Charles Troufleau figure dans l’Anthologie des écrivains morts en 1914-1918, son nom est gravé au Panthéon. Il a aussi une allée à son nom dans la forêt domaniale commémorative des écrivains combattants de Lamalou-les Bains inaugurée en 1938. Son nom fait face à celui de Robert d’Humières parmi 65 stèles. Son neveu Jean Dorsenne y a également sa stèle.

Source : Roger Puff

Poème La Lettre

Poème La Lettre qui va faire connaître Charles Troufleau de la postérité. Pierre Lafenestre a proposé dans l’Anthologie ce très beau poème pour illustrer l’œuvre de Charles Troufleau

J’aurais voulu t’écrire une lettre très belle,
Une lettre à relire un jour entier tout bas ;
Mais j’ai la tête vide, et la phrase rebelle,
Et les grands mots, vois-tu, je ne les aime pas.

J’aurais voulu t’écrire, avec toute mon âme,
Une lettre très tendre, à lire sans témoins ;
Mais je mets, quand je pense à toi, ma pauvre femme,
Les deux mains sur mon cœur pour qu’il batte un peu moins… 

J’aurais voulu t’écrire, et voici que je pleure ;
Je ne saurais aller sans un sourire au feu,
Ni t’écrire sans larme, hélas ! tant à cette heure
Notre moindre parole a le son d’un adieu.
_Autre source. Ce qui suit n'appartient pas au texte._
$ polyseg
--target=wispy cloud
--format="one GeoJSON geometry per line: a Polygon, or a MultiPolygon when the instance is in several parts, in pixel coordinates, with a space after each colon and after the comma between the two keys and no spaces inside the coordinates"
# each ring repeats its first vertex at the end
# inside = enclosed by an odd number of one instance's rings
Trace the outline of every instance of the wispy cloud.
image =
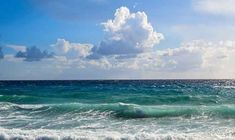
{"type": "Polygon", "coordinates": [[[19,51],[15,55],[16,58],[25,58],[25,61],[40,61],[43,58],[53,57],[53,53],[48,53],[46,50],[41,51],[37,47],[27,48],[25,51],[19,51]]]}

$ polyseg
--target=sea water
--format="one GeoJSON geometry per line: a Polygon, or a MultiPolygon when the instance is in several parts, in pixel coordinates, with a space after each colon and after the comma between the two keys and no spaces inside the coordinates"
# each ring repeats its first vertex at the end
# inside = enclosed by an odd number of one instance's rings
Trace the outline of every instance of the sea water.
{"type": "Polygon", "coordinates": [[[1,81],[5,139],[234,140],[235,81],[1,81]]]}

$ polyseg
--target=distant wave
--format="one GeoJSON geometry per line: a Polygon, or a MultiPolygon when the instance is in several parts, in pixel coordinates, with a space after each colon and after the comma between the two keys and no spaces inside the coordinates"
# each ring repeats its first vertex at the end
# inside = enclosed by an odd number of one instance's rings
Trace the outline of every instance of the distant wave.
{"type": "Polygon", "coordinates": [[[105,114],[118,118],[162,118],[162,117],[194,117],[207,116],[219,118],[235,118],[235,105],[155,105],[144,106],[136,104],[47,104],[47,105],[19,105],[0,103],[1,111],[28,111],[31,114],[60,115],[66,113],[94,113],[105,114]]]}

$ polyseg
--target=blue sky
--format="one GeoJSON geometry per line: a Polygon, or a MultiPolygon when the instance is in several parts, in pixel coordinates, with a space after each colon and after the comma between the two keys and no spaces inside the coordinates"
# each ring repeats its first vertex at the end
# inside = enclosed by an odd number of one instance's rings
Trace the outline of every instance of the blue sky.
{"type": "Polygon", "coordinates": [[[233,5],[233,0],[2,0],[0,79],[235,77],[234,68],[221,72],[233,67],[233,5]],[[118,9],[127,16],[120,27],[108,23],[121,17],[118,9]],[[144,13],[140,19],[138,12],[144,13]],[[32,46],[36,49],[27,52],[32,46]],[[223,69],[210,65],[217,57],[224,58],[217,64],[223,69]]]}

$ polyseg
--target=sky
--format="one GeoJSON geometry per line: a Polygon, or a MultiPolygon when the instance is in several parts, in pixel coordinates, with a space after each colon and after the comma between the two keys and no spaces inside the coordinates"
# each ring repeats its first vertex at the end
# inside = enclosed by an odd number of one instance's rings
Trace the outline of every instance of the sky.
{"type": "Polygon", "coordinates": [[[235,0],[1,0],[0,80],[235,78],[235,0]]]}

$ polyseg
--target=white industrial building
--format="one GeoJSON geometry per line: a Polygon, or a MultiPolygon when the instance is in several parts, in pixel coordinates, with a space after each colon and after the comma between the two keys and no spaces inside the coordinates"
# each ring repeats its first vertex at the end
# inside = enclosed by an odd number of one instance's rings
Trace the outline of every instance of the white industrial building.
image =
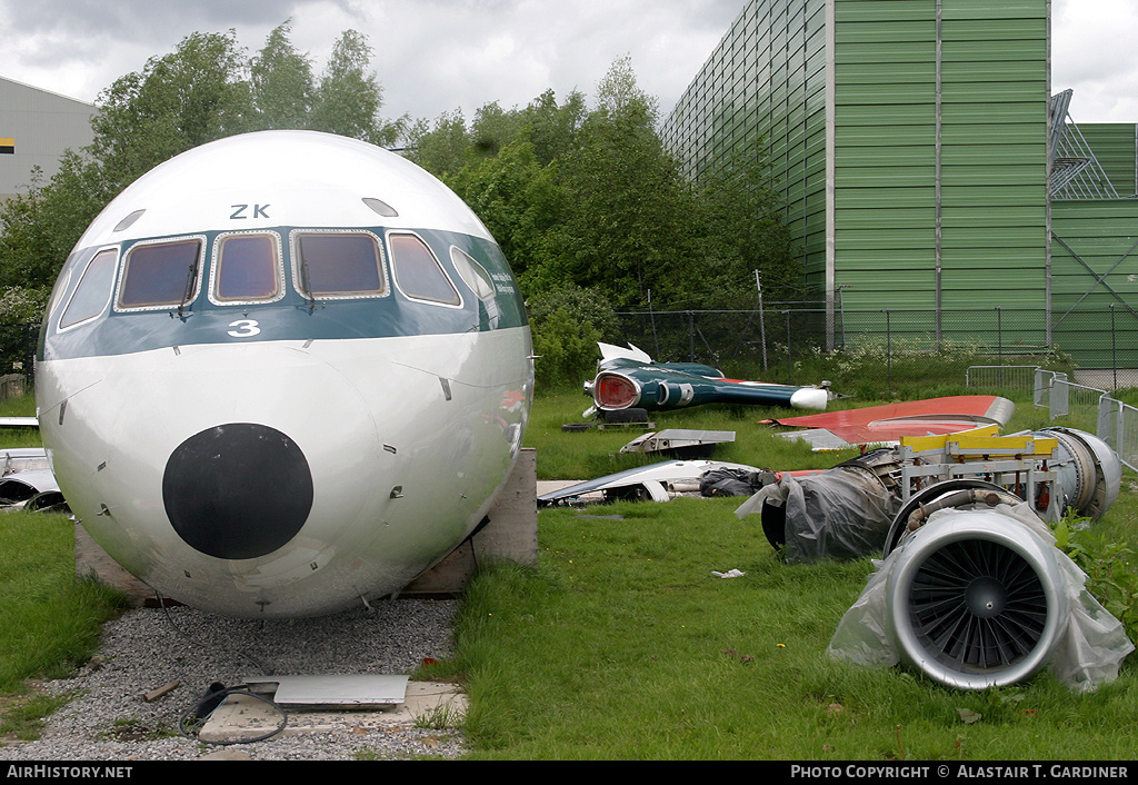
{"type": "Polygon", "coordinates": [[[39,166],[44,180],[67,149],[92,141],[93,104],[0,76],[0,202],[32,182],[39,166]]]}

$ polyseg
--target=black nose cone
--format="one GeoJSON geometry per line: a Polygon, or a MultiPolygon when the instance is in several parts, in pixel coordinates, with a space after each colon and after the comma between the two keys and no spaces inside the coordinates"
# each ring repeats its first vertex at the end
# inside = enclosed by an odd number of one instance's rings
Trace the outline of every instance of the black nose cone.
{"type": "Polygon", "coordinates": [[[162,496],[170,523],[189,546],[217,558],[255,558],[304,526],[312,472],[300,448],[280,431],[231,423],[174,450],[162,496]]]}

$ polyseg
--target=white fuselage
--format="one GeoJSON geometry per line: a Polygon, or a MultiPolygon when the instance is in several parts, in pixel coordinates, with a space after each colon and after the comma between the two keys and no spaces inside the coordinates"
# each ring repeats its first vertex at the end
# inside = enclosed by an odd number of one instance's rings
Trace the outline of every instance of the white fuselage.
{"type": "Polygon", "coordinates": [[[116,197],[36,362],[82,525],[157,592],[233,616],[332,613],[444,558],[508,480],[531,395],[525,309],[477,218],[398,156],[311,132],[213,142],[116,197]]]}

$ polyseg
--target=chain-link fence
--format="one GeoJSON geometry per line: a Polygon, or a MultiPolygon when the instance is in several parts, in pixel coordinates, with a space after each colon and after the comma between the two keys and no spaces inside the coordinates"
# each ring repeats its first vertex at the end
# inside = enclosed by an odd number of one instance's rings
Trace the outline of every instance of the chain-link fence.
{"type": "Polygon", "coordinates": [[[935,373],[946,353],[968,365],[1053,365],[1095,371],[1092,384],[1138,386],[1138,318],[1129,308],[1053,313],[1037,309],[850,310],[827,312],[814,303],[773,303],[750,311],[625,311],[617,314],[620,343],[633,343],[660,361],[744,363],[780,381],[798,383],[805,358],[874,354],[890,373],[905,360],[935,373]],[[1030,360],[1029,360],[1030,359],[1030,360]]]}
{"type": "Polygon", "coordinates": [[[0,377],[20,375],[31,390],[35,374],[35,346],[39,324],[0,324],[0,377]]]}

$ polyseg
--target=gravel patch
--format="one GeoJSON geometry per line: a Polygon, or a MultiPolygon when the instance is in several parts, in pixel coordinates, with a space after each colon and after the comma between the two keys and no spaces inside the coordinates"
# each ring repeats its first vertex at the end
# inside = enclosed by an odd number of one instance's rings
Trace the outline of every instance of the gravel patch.
{"type": "Polygon", "coordinates": [[[179,720],[214,682],[254,676],[410,673],[451,655],[454,600],[396,599],[322,619],[250,621],[189,607],[137,608],[104,628],[99,655],[51,694],[75,695],[35,742],[0,746],[2,760],[130,761],[238,757],[253,760],[457,758],[461,731],[365,729],[344,712],[327,733],[262,742],[205,744],[179,720]],[[154,701],[143,696],[181,684],[154,701]]]}

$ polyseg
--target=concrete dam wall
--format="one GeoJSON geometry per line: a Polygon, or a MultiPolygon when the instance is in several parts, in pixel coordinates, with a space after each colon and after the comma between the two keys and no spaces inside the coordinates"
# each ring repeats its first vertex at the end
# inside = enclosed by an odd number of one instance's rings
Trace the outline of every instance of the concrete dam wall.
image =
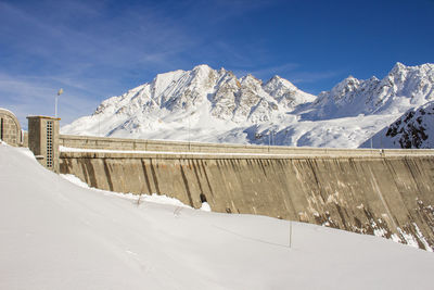
{"type": "MultiPolygon", "coordinates": [[[[73,142],[63,138],[63,146],[73,142]]],[[[75,139],[75,147],[82,144],[82,138],[75,139]]],[[[86,141],[90,148],[104,141],[93,139],[86,141]]],[[[246,150],[271,152],[272,148],[246,150]]],[[[196,209],[206,200],[214,212],[327,225],[434,249],[432,150],[286,150],[275,154],[61,152],[60,172],[100,189],[166,194],[196,209]]],[[[166,151],[176,150],[166,147],[166,151]]]]}

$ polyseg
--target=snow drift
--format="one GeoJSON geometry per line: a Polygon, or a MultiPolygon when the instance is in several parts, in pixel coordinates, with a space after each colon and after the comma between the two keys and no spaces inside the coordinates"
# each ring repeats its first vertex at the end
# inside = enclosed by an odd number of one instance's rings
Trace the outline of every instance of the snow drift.
{"type": "Polygon", "coordinates": [[[62,127],[72,135],[358,148],[407,110],[434,100],[434,64],[397,63],[383,79],[348,77],[318,97],[279,76],[199,65],[157,75],[62,127]]]}

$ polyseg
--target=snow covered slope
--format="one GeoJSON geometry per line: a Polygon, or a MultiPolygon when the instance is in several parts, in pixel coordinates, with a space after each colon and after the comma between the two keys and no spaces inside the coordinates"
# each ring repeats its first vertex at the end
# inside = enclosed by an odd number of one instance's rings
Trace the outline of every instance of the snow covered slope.
{"type": "MultiPolygon", "coordinates": [[[[370,147],[370,140],[361,144],[370,147]]],[[[434,148],[434,101],[408,110],[372,137],[375,148],[434,148]]]]}
{"type": "Polygon", "coordinates": [[[199,65],[103,101],[62,134],[357,148],[403,113],[434,100],[434,64],[397,63],[382,80],[348,77],[318,97],[279,76],[199,65]]]}
{"type": "Polygon", "coordinates": [[[84,189],[4,144],[0,161],[0,289],[432,289],[434,255],[408,245],[292,223],[290,248],[288,220],[84,189]]]}
{"type": "Polygon", "coordinates": [[[331,91],[321,92],[311,116],[335,118],[359,114],[395,114],[434,100],[434,64],[405,66],[397,63],[382,80],[352,76],[331,91]]]}

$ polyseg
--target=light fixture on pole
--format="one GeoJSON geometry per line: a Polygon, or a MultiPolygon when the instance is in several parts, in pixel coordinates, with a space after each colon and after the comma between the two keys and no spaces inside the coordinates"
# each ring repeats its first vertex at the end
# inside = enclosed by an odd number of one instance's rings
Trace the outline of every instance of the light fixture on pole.
{"type": "Polygon", "coordinates": [[[62,93],[63,93],[63,89],[60,89],[58,91],[58,96],[55,96],[55,108],[54,108],[54,116],[55,117],[58,117],[58,99],[59,99],[59,96],[61,96],[62,93]]]}

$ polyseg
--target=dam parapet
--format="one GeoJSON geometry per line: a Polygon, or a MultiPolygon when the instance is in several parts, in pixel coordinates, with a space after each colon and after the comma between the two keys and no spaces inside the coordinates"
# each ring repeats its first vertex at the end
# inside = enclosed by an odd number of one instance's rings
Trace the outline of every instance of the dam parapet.
{"type": "MultiPolygon", "coordinates": [[[[47,131],[50,121],[35,121],[36,127],[47,131]]],[[[34,127],[29,144],[42,138],[34,127]]],[[[434,250],[434,150],[213,144],[53,128],[59,172],[90,187],[166,194],[195,209],[206,201],[214,212],[324,225],[434,250]]]]}

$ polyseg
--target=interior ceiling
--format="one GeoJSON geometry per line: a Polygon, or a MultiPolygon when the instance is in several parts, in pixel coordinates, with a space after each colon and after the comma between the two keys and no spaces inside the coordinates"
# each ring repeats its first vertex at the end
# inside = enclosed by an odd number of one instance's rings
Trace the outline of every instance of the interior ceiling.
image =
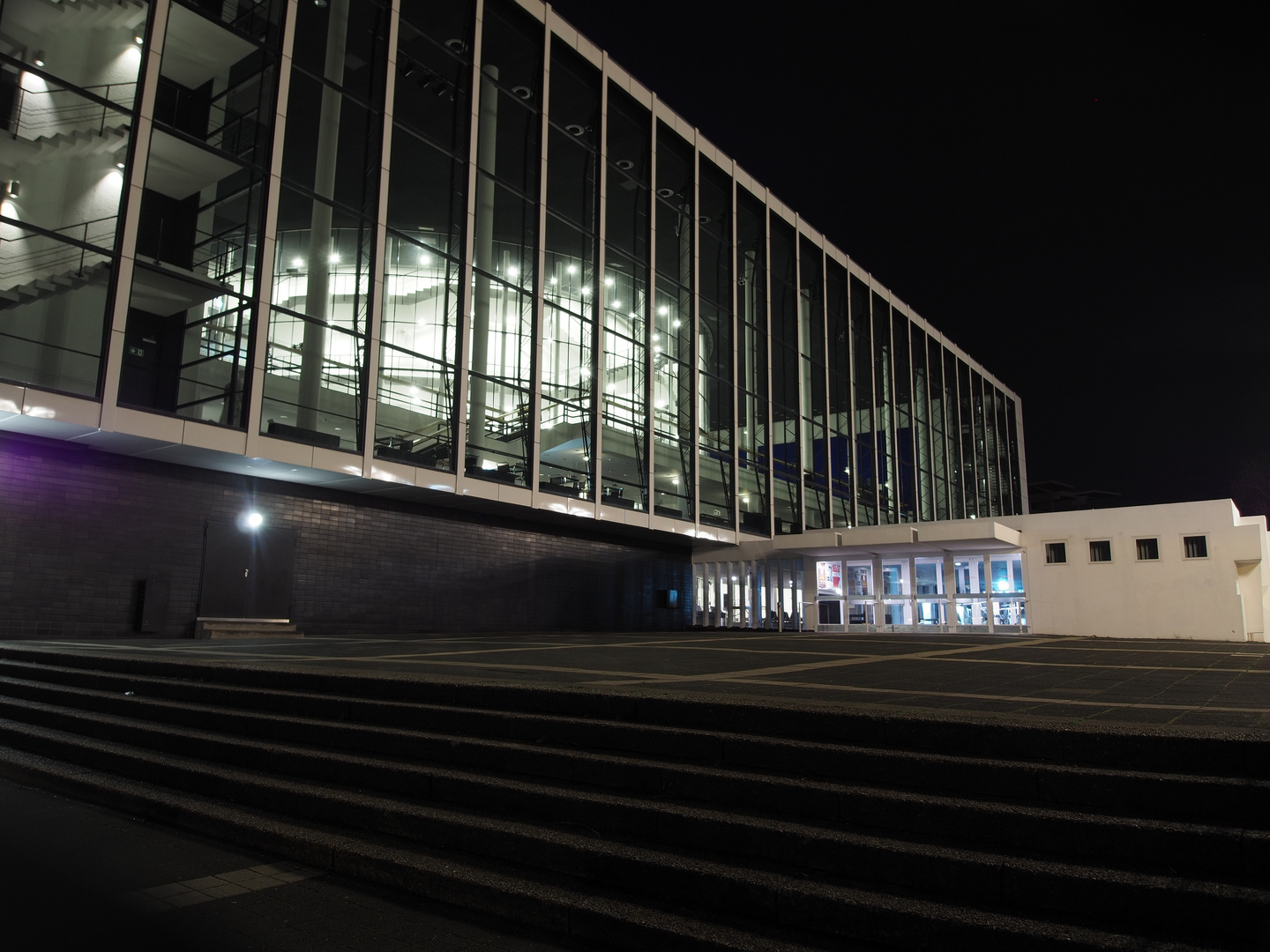
{"type": "Polygon", "coordinates": [[[168,38],[159,72],[185,89],[198,89],[230,66],[250,56],[254,47],[180,4],[168,14],[168,38]]]}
J’aurais voulu t’écrire, et que puis-je te dire ?
Que la terre se creuse et rejaillit là-bas,
Que l’air froid du matin gémit et se déchire ?
Tu tremblerais pour moi, qui ne le voudrais pas. 

Que te dirais-je encore ? Que la lune et la brume
Sont un toit que mes yeux sont lassés d’admirer,
Que les nuits ont, sans toi, comme un goût d’amertume ?
Tu pleurerais peut-être ; il ne faut pas pleurer…

De quoi donc te parler ? Du mur qui s’ouvre ou tombe,
De ce seuil profané, sans porte et sans gardien,
De ce foyer désert, triste comme une tombe ?
Tu ne sentirais plus la tendresse du tien.

Je n’en parlerai pas ; tu n’auras pas la lettre
Que je rêvais d’écrire en veillant cette nuit ;
Et du reste, à quoi bon écrire et comment mettre
Et ma vie et mon cœur en quatre mots d’écrit ?

Tu les as tout entiers, à jamais : je me donne
A toi plus que jamais, sur ce sol, en ce jour ;
Mon âme est toute à toi, mon âme s’abandonne
Plus à toi dans la mort encor que dans l’amour.

Car nous sommes tous deux à notre place sainte.
Nous n’avons plus qu’un cœur à tout jamais uni.
Toi, dans l’attente fière et qui n’est pas la crainte,
Moi, dans les fiers combats qui ne sont pas l’oubli.

Nous nous tenons tous les deux de près, comme se tiennent
Tous ceux du même rang dans un chemin étroit ;
Tous deux nous écoutons les mêmes pas qui viennent,
Le même grondement qui s’éloigne et décroit…

Et, si l’un s’affaissait dans la boue et la gloire,
L’autre, debout, verrait avec ses yeux si doux,
De tranchées en tranchées, avancer la Victoire,
Lente, mais immortelle, et calme comme nous.